The common cold season is upon is. It began a couple of weeks ago, and extends through March. A cold is caused by a virus, the most common of which is called a rhinovirus. Other viruses include the corona virus, parainfluenza virus, adenovirus, enterovirus, and respiratory syncytial virus.
Viruses are not susceptible to antibiotics. Antibiotics work against bacterial infections. The Z-pack, a five-day course of Azithromycin, is an excellent way to treat a variety of bacterial infections, including: Acute Bacterial Exacerbations of Chronic Obstructive Pulmonary Disease, Acute Otitis Media, Genital Ulcer Disease (Chancroid), Acute Bacterial Sinusitis, Community-Acquired Pneumonia, Pharyngitis/Tonsillitis, Uncomplicated Skin/Skin Structure Infections, Cat Scratch Fever, Urethritis/Cervicitis, Pertussis, Acute Pelvic Inflammatory Disease, and Mycobacterium Avium Complex Infection.

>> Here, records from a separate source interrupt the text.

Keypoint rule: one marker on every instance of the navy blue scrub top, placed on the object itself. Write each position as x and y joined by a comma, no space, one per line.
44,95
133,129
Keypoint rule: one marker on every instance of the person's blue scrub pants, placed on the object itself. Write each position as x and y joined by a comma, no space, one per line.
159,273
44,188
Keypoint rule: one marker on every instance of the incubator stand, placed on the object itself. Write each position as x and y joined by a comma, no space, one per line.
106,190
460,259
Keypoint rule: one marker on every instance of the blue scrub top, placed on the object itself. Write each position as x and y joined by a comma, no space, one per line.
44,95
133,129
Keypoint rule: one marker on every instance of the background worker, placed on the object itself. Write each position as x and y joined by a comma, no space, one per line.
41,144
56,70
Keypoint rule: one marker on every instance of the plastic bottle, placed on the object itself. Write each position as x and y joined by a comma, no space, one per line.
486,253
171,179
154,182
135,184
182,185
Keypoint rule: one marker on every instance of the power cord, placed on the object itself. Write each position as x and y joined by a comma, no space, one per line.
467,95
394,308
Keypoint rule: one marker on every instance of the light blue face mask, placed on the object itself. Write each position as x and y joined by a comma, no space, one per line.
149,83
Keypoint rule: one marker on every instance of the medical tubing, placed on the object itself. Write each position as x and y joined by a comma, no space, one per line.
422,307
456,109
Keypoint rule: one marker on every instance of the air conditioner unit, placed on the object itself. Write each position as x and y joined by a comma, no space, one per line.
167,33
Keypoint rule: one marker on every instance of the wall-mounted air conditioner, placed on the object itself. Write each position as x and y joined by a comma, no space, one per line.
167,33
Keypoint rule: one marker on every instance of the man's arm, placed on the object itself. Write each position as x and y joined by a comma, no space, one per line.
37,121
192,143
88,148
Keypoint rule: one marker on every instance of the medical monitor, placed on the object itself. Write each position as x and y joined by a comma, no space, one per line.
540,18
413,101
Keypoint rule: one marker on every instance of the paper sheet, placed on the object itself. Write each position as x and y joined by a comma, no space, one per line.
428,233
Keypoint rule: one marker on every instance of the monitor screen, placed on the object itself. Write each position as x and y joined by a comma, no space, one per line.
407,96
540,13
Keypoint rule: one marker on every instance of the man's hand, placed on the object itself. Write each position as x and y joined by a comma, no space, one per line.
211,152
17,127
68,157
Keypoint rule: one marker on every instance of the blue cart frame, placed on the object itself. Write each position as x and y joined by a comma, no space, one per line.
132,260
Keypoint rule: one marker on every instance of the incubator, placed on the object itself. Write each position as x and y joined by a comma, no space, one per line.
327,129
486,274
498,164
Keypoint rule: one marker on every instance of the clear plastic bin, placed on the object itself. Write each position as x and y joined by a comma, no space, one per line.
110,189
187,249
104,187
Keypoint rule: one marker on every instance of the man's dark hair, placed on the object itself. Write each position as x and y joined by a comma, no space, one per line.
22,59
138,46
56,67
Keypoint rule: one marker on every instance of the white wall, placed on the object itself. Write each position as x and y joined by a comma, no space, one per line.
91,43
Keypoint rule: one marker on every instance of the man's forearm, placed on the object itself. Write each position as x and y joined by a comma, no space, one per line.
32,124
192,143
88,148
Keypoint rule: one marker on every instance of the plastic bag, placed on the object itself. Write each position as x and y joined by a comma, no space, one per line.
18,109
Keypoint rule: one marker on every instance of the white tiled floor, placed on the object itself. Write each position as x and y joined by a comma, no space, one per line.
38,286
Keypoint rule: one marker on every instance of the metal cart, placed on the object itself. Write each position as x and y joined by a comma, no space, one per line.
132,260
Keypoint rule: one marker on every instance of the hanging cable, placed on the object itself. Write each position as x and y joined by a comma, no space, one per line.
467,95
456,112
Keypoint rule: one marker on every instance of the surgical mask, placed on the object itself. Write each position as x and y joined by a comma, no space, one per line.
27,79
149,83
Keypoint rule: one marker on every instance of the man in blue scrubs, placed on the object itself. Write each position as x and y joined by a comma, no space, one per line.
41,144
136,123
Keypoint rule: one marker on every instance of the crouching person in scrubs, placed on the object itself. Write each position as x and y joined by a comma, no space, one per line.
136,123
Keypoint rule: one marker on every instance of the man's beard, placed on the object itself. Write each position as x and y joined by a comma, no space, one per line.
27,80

I’m sorry – did I forget to include ‘The Common Cold” on that list? No – because the cold is not bacterial, and the Z-pack does nothing for it.
So, what’s the harm of taking a Z-pack?
Last year, the FDA issued a warning about the use of Azithromycin, noting that several studies found it “can cause abnormal changes in the electrical activity of the heart that may lead to a potentially fatal irregular heart rhythm. Patients at particular risk for developing this condition include those with known risk factors such as existing QT interval prolongation, low blood levels of potassium or magnesium, a slower than normal heart rate, or use of certain drugs used to treat abnormal heart rhythms or arrhythmias.” Yes indeed – in some cases, use of a Z-pack can induce a heart arrythmia which can be fatal. Read more here:
Then there’s that issue of antibiotic resistance. The more we use antibiotics inappropriately, the more we create bacteria that are resistant. And when we develop an overwhelming infection and the antibiotics we have at hand don’t work, the results can be fatal. Both physicians and patients are to blame for the long-standing practice of treating colds with antibiotics, and both physicians and patients together must find the path back to using antibiotics only when clearly necessary.